I start to gather things that are mine. My glasses had taken up residence in the cupholder of my mother’s car, my sunglasses and my earbuds on an end-table near the door where they are easy to grab on the way out for a walk. I deposit my little presents for next-trip me: toothpaste and a new pack of toothbrush heads, pads and tampons, sometimes even a can of soup or some frozen Kind bars in the freezer (not this time, though – I just ate the last one!). I lug the suitcase back out and fill it, trying to stuff this feeling of home, familiar and safe and beloved, in among the socks and books and Reese’s candy (can’t find it in Italy), but you can’t capture it. Somewhere between the floor of my childhood bedroom and unzipping the suitcase on the other end, it evaporates and I am left hollowed out with homesickness.

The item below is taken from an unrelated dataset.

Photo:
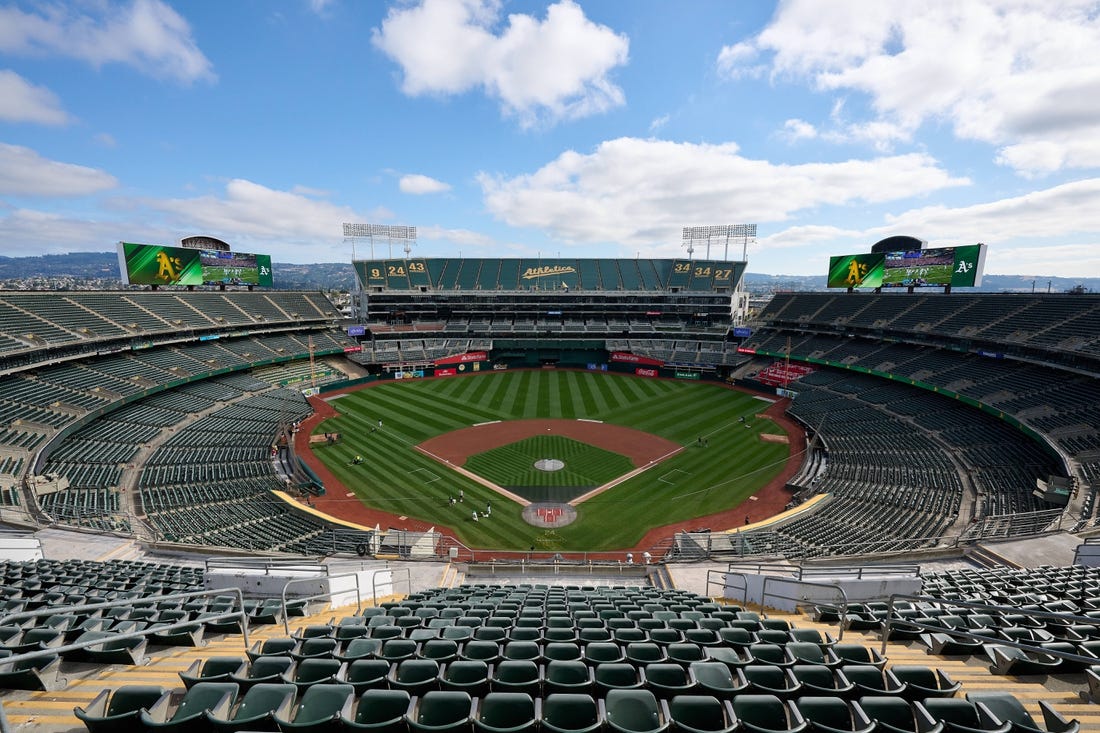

I always recover from it (and, indeed, am always sad for whatever season is ending whenever I am on my way back here, be it summer in Italy or pre-Christmas festivities) but from where I sit now, in my cozy chair in my beloved childhood home with the wind swishing through the trees I’ve loved all my life, the travel day and the first few days back in Europe stretch ahead, lonely and disorienting. The last night in my cozy bed – the best bed in the whole world, I swear it! – the last morning in my cozy chair, the last hours here in this house with my beloved parents, ever more conscious that my time with them is not infinite… it’s hard.

Sometimes I wonder if it would be like this, if I hadn’t chosen this type of life, with the pins of my heart tacked firmly into several quite distant parts of the map. Would I have lived around the corner, and had so much time with my parents I wouldn’t even notice it? Would I have lived somewhere else in the US, and would weekends stolen back at home been all the more rare because of limited US vacation times? Would I somehow still have arrived at 35 and the awareness that my time with my parents is not forever, and so every dinner, every coffee, every weekend with them is precious? Or would it have taken longer? I’ll never know, of course, but I think about it sometimes. I often want to ask some of my friends who stayed in the US if they are as aware of time passing as I am. I assume so, although I must admit that twice yearly visits really highlight the passing seasons and fleeting years.

For now, I will finish my work while trying to soak in the precious sound of the wind in the trees with at least some part of my brain. I will clean up the kitchen and lovingly wipe down those counters until next time, and prepare my coffee for tomorrow morning. I will sip my coffee trying to absorb the peace and familiarity of my room and not think too much about the impending rush. Then there will be the impending rush, and eventually I will shut that door, and try to stopper my heart against the feelings of time passing and things ending, and by this time tomorrow night I will be a third of the way across the ocean, and that much closer to the other part of my life.